Der Stopp löste landesweit Kritik aus, zumal die Impfung in den Kliniken erst am Montag begonnen hatte. 100.000 Mitarbeiter in NRW-Krankenhäusern sollten eigentlich geimpft werden; bislang wurden erst 47.000 Dosen an die Kliniken ausgeliefert. „Eine große Mehrheit unserer Beschäftigten auf den Intensiv- und Isolierstationen und in den Notaufnahmen hat diese Woche herbeigesehnt, weil die Impfung die stärkste Waffe gegen dieses tückische Virus ist“, sagte der Chef der Krankenhausgesellschaft NRW, Jochen Brink. Die Unterbrechung könne die Impfbereitschaft gefährden. Allein in Mönchengladbach müssen 16 Einsätze der mobilen Impfteams in Altenheimen und Kliniken abgesagt werden. „Wenn feste Zusagen mit einem Federstrich nichtig gemacht werden, erschüttert die Regierung jedes Vertrauen in die Handlungsfähigkeit des Staates“, sagte Gladbachs Oberbürgermeister Felix Heinrichs (SPD). Ähnlich äußerte sich die Landes-SPD. „Wir bedauern die Verzögerung. Der limitierende Faktor sind die Impfstoffmengen und nicht das nötige Personal“, sagte Frank Bergmann, Chef der Kassenärztlichen Vereinigung Nordrhein.

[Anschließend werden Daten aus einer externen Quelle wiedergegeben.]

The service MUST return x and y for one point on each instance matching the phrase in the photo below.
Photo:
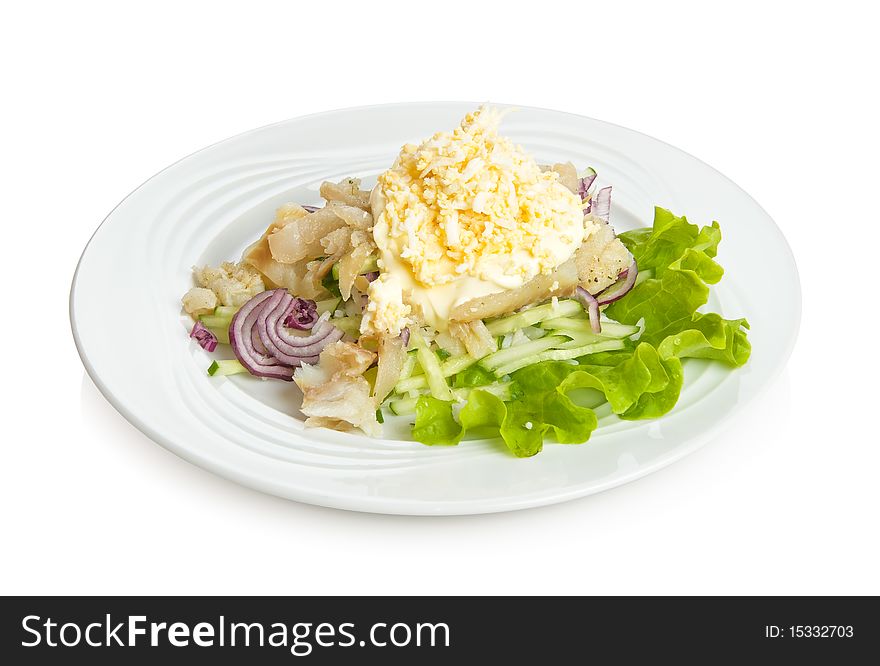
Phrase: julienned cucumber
(222, 334)
(408, 405)
(565, 308)
(349, 325)
(449, 367)
(368, 267)
(409, 365)
(525, 352)
(610, 329)
(431, 365)
(215, 321)
(328, 305)
(559, 355)
(225, 310)
(232, 367)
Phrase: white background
(780, 97)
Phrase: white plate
(125, 312)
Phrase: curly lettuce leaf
(642, 381)
(681, 256)
(435, 424)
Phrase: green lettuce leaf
(435, 423)
(641, 381)
(710, 336)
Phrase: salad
(473, 292)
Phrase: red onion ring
(242, 334)
(620, 288)
(601, 204)
(592, 306)
(292, 349)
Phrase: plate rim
(449, 507)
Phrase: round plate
(126, 316)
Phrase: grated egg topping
(465, 214)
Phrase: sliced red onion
(290, 349)
(620, 288)
(601, 204)
(242, 335)
(584, 185)
(303, 314)
(592, 306)
(206, 339)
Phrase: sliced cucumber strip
(559, 355)
(225, 310)
(232, 367)
(214, 321)
(610, 329)
(348, 325)
(449, 367)
(405, 406)
(222, 334)
(521, 352)
(579, 339)
(563, 308)
(431, 365)
(409, 364)
(328, 305)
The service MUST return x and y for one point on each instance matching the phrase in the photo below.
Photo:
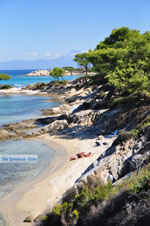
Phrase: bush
(4, 77)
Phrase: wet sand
(33, 198)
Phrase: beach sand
(35, 197)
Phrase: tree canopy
(123, 59)
(57, 73)
(82, 60)
(4, 76)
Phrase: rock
(87, 117)
(122, 137)
(98, 143)
(55, 126)
(29, 219)
(145, 148)
(4, 134)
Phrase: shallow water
(15, 108)
(15, 174)
(18, 80)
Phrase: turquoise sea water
(18, 80)
(15, 108)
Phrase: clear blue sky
(42, 29)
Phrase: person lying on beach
(80, 155)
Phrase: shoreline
(35, 197)
(8, 205)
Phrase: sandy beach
(16, 90)
(42, 193)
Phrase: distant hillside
(63, 61)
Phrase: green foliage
(76, 213)
(4, 76)
(82, 60)
(80, 203)
(57, 73)
(5, 87)
(139, 182)
(123, 60)
(45, 218)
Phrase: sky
(48, 29)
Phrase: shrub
(4, 76)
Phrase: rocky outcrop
(38, 73)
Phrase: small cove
(15, 108)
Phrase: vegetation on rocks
(57, 73)
(76, 207)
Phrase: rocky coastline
(116, 129)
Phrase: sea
(15, 108)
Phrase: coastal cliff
(117, 129)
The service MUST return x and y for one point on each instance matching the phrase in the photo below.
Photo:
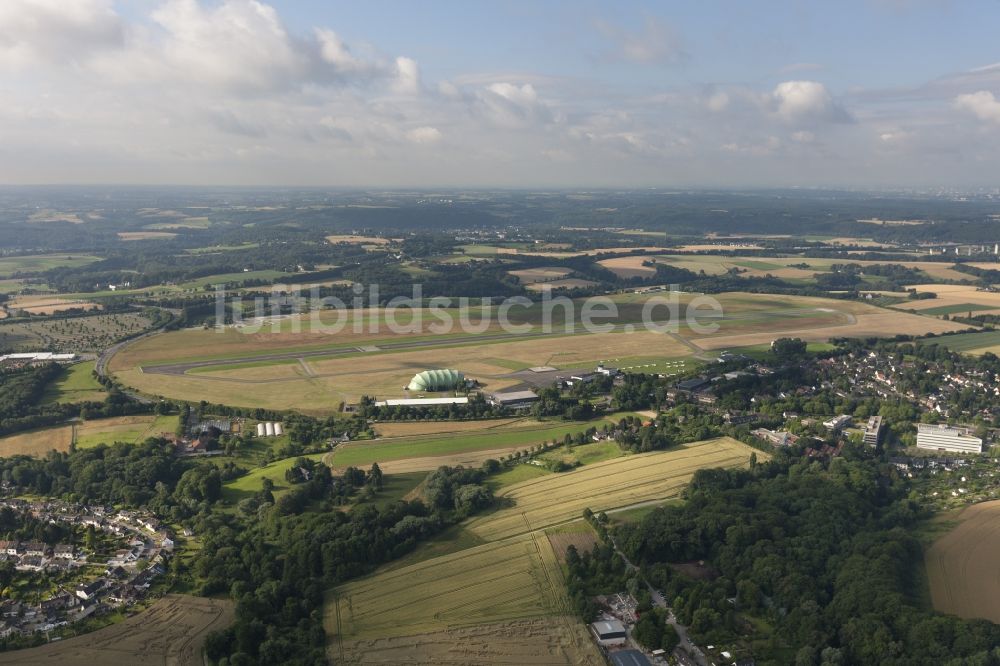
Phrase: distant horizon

Auch die Wirtschaft ist erzürnt. „Die Impfkampagne ist nicht gut organisiert. Die Bundesregierung hat zu spät nachbestellt, als klar wurde, dass Biontech die erste Zulassung erhält“, sagte Michael Hüther, Chef des Instituts der deutschen Wirtschaft. „Die Länder haben die Impfzentren nicht gut organisiert. Dabei sind schnelle Impfungen die beste Pandemie-Bekämpfung und die beste Wirtschaftspolitik“, so Hüther mit Blick auf den Lockdown.
Am Dienstagabend hatten Kanzlerin und Ministerpräsidenten beschlossen, dass Kitas und Schulen sowie Gastronomie, Friseure und große Teile des Handels bundesweit bis zum 14. Februar geschlossen bleiben. Super- und Drogeriemärkte bleiben geöffnet. Die Maskenpflicht wird verschärft, in öffentlichen Verkehrsmitteln und Geschäften müssen FFP2-Masken oder OP-Masken getragen werden.